When a software metric target is met, some teams will declare success. But having only a single point of data doesn’t offer much information on how the metrics are trending. It is the trends that will show you what effect any process changes have on progress.
Most sprint retrospectives happen on a weekly or bi-weekly basis in agile teams. So your metrics need to be shorter than these time frames in order for your team to have enough data to iterate at each sprint, but also within each sprint.
These metrics are the most controversial ones, because so many people learned to hate agile story points. We are listing the most used ones in the market but will spend time explaining how and when to use these.
The two most important questions for any manager is whether they will be on time for the next milestone or sprint, and what the risks are for being late or having poor quality. So this metric is essential, even for the team itself. Plus, this metric is a great way to understand how your teams work. That’s why having the ability to compare with previous releases would significantly help you better know your team.

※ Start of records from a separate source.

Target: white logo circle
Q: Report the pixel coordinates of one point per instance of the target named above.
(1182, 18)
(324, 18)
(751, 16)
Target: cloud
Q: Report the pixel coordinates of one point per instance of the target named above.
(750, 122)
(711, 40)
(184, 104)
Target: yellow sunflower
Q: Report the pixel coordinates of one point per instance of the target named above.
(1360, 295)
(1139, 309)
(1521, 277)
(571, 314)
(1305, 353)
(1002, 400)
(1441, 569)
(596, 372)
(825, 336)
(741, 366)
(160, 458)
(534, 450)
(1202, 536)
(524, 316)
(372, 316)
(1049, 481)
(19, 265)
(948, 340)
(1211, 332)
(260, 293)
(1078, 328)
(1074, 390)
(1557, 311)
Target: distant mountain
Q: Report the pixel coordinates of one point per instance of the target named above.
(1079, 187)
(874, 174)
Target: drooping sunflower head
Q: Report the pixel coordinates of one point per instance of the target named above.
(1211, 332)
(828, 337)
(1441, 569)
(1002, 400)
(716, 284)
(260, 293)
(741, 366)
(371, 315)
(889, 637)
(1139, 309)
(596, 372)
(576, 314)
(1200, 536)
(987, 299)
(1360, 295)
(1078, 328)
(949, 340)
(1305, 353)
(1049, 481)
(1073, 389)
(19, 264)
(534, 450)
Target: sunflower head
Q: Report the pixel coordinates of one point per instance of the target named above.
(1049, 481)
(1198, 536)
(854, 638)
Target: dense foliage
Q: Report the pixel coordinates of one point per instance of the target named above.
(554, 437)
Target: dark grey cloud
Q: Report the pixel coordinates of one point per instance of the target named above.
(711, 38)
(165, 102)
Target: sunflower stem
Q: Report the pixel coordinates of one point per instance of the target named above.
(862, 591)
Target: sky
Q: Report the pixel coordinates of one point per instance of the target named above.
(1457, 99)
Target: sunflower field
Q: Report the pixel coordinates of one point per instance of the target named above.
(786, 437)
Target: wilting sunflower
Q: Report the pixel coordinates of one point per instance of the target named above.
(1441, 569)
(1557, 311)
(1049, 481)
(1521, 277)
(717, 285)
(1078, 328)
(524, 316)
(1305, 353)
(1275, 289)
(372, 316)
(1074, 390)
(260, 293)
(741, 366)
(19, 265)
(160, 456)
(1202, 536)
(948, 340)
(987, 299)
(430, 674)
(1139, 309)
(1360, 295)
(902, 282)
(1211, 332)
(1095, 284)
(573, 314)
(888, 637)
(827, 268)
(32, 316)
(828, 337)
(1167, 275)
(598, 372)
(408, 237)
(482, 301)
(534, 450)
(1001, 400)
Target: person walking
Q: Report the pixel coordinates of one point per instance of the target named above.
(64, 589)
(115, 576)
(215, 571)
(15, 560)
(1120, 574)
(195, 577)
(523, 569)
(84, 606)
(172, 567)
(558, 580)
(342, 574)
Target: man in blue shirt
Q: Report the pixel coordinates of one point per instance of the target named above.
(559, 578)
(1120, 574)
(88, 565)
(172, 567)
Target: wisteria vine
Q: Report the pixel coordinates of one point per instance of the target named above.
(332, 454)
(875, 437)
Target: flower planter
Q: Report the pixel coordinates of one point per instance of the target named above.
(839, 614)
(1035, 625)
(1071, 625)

You could use this metric to identify issues like a developer being stuck on a specific task. The point is NOT to use it as a way to evaluate the developer’s performance, or your team will just game the metrics without producing any meaningful work. Use this metric only as a way to understand how you as the manager can better help your team and initiate meaningful conversations. This metric also enables you to assess the “normal” speed of your team. Across time and team members, the discrepancies between story points and actual complexity should iron out themselves.
In the same example as for “ticket close rate”, the huge bug fix could be a change of one line of code. How can you compare that to a developer who imported a library or changed every header of every file? You cannot (or you should not). And similarly, you should never use this metric to evaluate individual performances of developers.
You can use LoC in the same way – to understand when your team is having difficulties, or maybe importing too many libraries for the sake of the quality of the project!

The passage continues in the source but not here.